Quote:No it isn't, but we don't know what the ancient druids added to it to turn it into a religion.
Apparently, human sacrifice, but WTF....that was then and this is now.
http://www.themystica.com/mystica/articl...idism.html
Quote:There are several descriptions of Druidic human sacrifices. They were performed within a religious and spiritual sense. Many were performed publicly among the Celtic people especially at the celebration of Beltain. There were also private human sacrifices. If a leader of warriors was defeated in battle, in disgrace, he would often turn his sword upon himself. The reverse was also true, a petition to the gods, was sometimes accompanied by self-sacrifice.

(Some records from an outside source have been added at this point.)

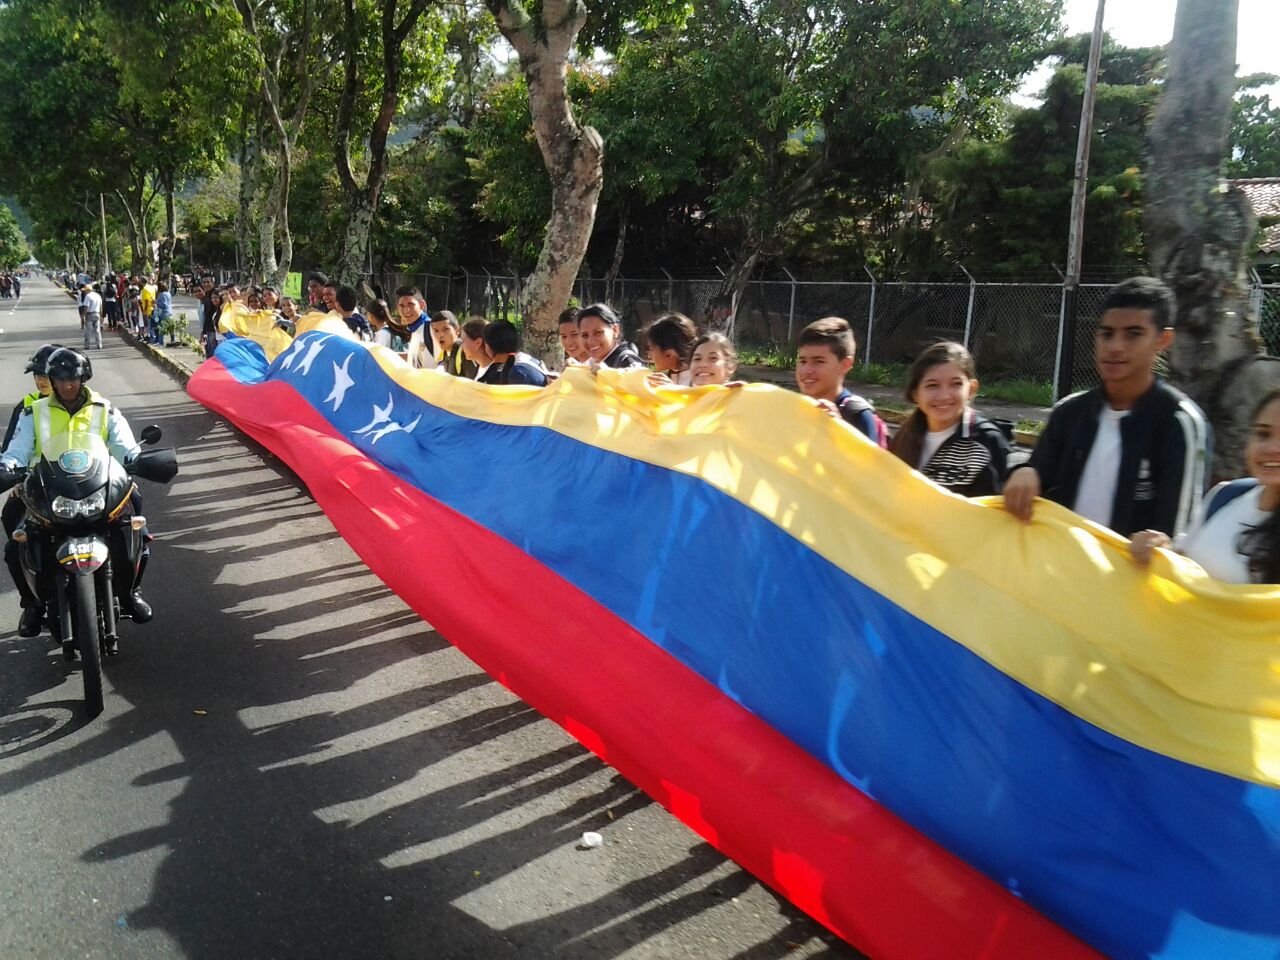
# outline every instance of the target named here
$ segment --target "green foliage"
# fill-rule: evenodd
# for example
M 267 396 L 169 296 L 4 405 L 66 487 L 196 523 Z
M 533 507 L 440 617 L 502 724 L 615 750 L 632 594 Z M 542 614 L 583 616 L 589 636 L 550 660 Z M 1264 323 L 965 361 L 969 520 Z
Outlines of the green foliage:
M 1087 56 L 1088 38 L 1056 48 Z M 1142 257 L 1140 164 L 1163 68 L 1155 49 L 1108 43 L 1098 86 L 1085 208 L 1085 268 L 1136 267 Z M 1026 277 L 1065 260 L 1084 67 L 1068 59 L 1044 102 L 1013 113 L 995 140 L 969 138 L 938 157 L 926 199 L 942 258 L 985 274 Z
M 859 363 L 850 371 L 857 383 L 869 383 L 880 387 L 901 387 L 907 382 L 905 363 Z
M 735 260 L 785 255 L 891 219 L 921 156 L 991 125 L 1056 17 L 1051 0 L 708 2 L 622 50 L 592 121 L 642 199 L 687 215 L 697 198 Z
M 127 227 L 140 243 L 160 216 L 146 202 L 159 180 L 176 187 L 221 148 L 221 118 L 243 88 L 238 58 L 214 39 L 226 35 L 224 22 L 215 18 L 200 32 L 213 8 L 188 6 L 14 0 L 0 7 L 0 79 L 23 90 L 0 104 L 0 182 L 43 238 L 96 247 L 101 193 L 113 236 Z M 148 27 L 122 30 L 122 16 Z M 116 204 L 126 197 L 132 219 Z
M 163 337 L 172 342 L 180 333 L 186 333 L 187 331 L 186 313 L 169 314 L 169 316 L 160 321 L 158 329 Z
M 1053 384 L 1047 380 L 1029 380 L 1015 377 L 1009 380 L 982 381 L 978 398 L 1003 400 L 1028 407 L 1053 406 Z
M 27 238 L 18 228 L 13 211 L 0 204 L 0 267 L 12 269 L 30 255 Z
M 796 351 L 788 346 L 743 346 L 738 349 L 738 366 L 772 367 L 790 370 L 796 365 Z
M 588 5 L 578 49 L 591 56 L 597 49 L 616 51 L 633 37 L 678 30 L 694 6 L 688 0 L 596 0 Z
M 575 101 L 581 104 L 581 91 Z M 537 259 L 551 215 L 551 185 L 533 134 L 529 88 L 512 74 L 485 95 L 468 136 L 471 176 L 481 184 L 476 211 L 502 231 L 503 247 L 522 263 Z
M 1277 77 L 1256 74 L 1240 81 L 1231 114 L 1230 177 L 1280 177 L 1280 104 L 1267 93 L 1252 92 Z
M 225 161 L 178 197 L 178 223 L 199 263 L 235 262 L 240 168 Z

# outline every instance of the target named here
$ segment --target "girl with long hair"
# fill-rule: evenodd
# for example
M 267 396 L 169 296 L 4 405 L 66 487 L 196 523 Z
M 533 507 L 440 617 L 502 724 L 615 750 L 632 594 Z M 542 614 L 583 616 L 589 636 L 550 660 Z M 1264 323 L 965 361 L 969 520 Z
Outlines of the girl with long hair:
M 668 313 L 649 324 L 645 330 L 649 341 L 649 361 L 654 373 L 659 373 L 672 383 L 687 387 L 692 383 L 689 361 L 693 358 L 693 344 L 698 339 L 698 328 L 683 313 Z
M 1280 583 L 1280 389 L 1254 408 L 1244 459 L 1249 476 L 1209 491 L 1199 521 L 1177 549 L 1216 580 Z M 1140 566 L 1152 550 L 1169 546 L 1158 530 L 1142 530 L 1129 541 Z
M 1009 441 L 970 406 L 978 392 L 973 355 L 950 341 L 926 347 L 908 371 L 904 392 L 915 410 L 890 442 L 890 452 L 952 493 L 999 493 L 1008 473 Z
M 689 360 L 689 385 L 705 387 L 709 384 L 741 386 L 731 378 L 738 369 L 738 352 L 733 343 L 722 333 L 704 333 L 693 342 Z

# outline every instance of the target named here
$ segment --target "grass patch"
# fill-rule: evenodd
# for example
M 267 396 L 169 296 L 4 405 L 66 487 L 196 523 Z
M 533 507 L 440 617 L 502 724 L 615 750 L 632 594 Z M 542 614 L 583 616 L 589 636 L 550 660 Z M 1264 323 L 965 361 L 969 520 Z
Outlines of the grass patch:
M 742 367 L 772 367 L 775 370 L 794 370 L 796 351 L 794 347 L 764 346 L 741 347 L 738 350 L 738 365 Z
M 1029 407 L 1051 407 L 1053 406 L 1053 384 L 1047 380 L 1031 380 L 1025 377 L 1014 380 L 995 380 L 991 383 L 984 382 L 978 396 Z
M 901 387 L 907 382 L 905 363 L 855 363 L 849 376 L 876 387 Z

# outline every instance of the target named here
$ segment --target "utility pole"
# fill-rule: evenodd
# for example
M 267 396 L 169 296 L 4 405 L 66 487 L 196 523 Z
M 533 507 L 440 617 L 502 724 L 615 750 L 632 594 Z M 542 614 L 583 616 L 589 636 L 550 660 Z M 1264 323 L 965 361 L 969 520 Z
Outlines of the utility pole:
M 1093 108 L 1098 98 L 1098 66 L 1102 60 L 1102 16 L 1107 0 L 1098 0 L 1089 42 L 1089 69 L 1085 74 L 1084 102 L 1080 107 L 1080 138 L 1076 142 L 1075 185 L 1071 191 L 1071 230 L 1067 238 L 1067 273 L 1062 283 L 1062 314 L 1058 321 L 1058 368 L 1054 399 L 1072 389 L 1076 363 L 1076 320 L 1080 298 L 1080 260 L 1084 249 L 1084 204 L 1089 191 L 1089 147 L 1093 142 Z
M 111 272 L 111 255 L 107 253 L 107 201 L 98 194 L 98 216 L 102 220 L 102 274 Z

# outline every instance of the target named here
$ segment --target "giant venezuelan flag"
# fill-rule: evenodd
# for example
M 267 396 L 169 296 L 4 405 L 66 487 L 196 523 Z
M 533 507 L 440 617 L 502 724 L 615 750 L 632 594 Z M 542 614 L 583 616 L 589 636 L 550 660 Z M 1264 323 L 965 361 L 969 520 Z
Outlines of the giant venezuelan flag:
M 1138 571 L 1052 504 L 1023 526 L 783 390 L 486 387 L 332 323 L 234 316 L 190 391 L 832 930 L 909 960 L 1280 957 L 1280 590 Z

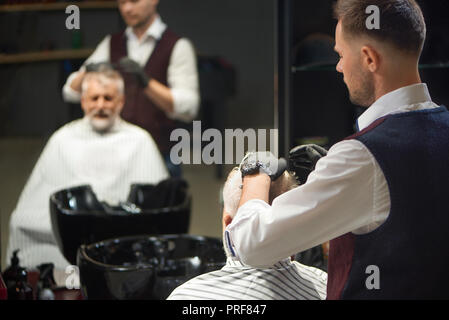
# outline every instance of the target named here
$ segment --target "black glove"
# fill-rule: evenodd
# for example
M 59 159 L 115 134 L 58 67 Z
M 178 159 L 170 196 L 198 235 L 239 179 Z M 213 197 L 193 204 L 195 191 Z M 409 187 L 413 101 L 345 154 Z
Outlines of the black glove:
M 114 70 L 114 67 L 109 62 L 89 63 L 85 66 L 86 72 L 99 72 L 105 70 Z
M 243 158 L 239 169 L 242 178 L 264 172 L 271 178 L 271 181 L 274 181 L 287 169 L 287 161 L 284 158 L 276 158 L 269 151 L 250 152 Z
M 304 144 L 294 147 L 288 153 L 289 170 L 294 171 L 301 183 L 307 181 L 309 173 L 315 170 L 315 165 L 327 150 L 316 144 Z
M 124 57 L 120 59 L 119 65 L 124 72 L 133 74 L 142 88 L 148 86 L 150 77 L 147 76 L 143 68 L 139 66 L 137 62 L 128 57 Z

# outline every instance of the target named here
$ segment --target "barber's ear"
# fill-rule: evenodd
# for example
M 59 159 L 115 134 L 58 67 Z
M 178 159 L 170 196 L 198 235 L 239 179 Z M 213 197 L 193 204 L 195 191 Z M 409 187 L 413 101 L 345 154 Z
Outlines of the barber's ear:
M 376 72 L 380 67 L 381 57 L 379 52 L 371 46 L 363 46 L 361 49 L 362 64 L 370 72 Z

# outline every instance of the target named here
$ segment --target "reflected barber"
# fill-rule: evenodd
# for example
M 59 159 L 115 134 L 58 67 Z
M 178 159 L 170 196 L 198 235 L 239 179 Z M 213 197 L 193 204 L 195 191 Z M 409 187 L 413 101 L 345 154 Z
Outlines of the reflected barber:
M 170 161 L 170 133 L 176 121 L 189 122 L 199 108 L 199 82 L 192 43 L 171 31 L 157 11 L 159 0 L 118 0 L 127 28 L 107 35 L 62 90 L 64 100 L 80 101 L 86 65 L 107 61 L 125 79 L 124 120 L 147 130 L 172 176 L 181 167 Z

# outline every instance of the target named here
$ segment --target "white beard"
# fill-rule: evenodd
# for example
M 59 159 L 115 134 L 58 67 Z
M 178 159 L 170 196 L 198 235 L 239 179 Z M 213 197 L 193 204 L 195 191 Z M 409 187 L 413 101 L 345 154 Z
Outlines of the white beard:
M 109 116 L 108 118 L 95 118 L 93 116 L 89 116 L 89 123 L 92 126 L 92 129 L 94 129 L 97 132 L 105 132 L 112 128 L 112 126 L 115 123 L 116 117 Z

Behind Druidical performance of human sacrifice laid the Druidic belief in an after life. Again Caesar emphatically states it, "Doctrinally...the most important Druid belief was that after death the soul passes from one to another -- hence the Celts' bravery in battle." This belief in reincarnation was not just in the transmigration of the soul from one human form to another, but to other life forms as well. This is evident in the Irish epic 'Tain Bo Cuailnge,' "The Cattle Raid of Cooley." In it two magical bulls possessing human reasoning, initially originating as two swineherds of the Lord of the Otherworld, pass through a long series of metamorphoses -- they become ravens, stages, warriors, water monsters, demons and aquatic worms. The evidence from archaeology, the classic writings, and vernacular tradition to the present reinforces Caesar's assertion. In tombs have been found remains of lavish amounts of food, hearty mead, equipment that would seem to indicate the belief the soul would need these things in the Otherworld.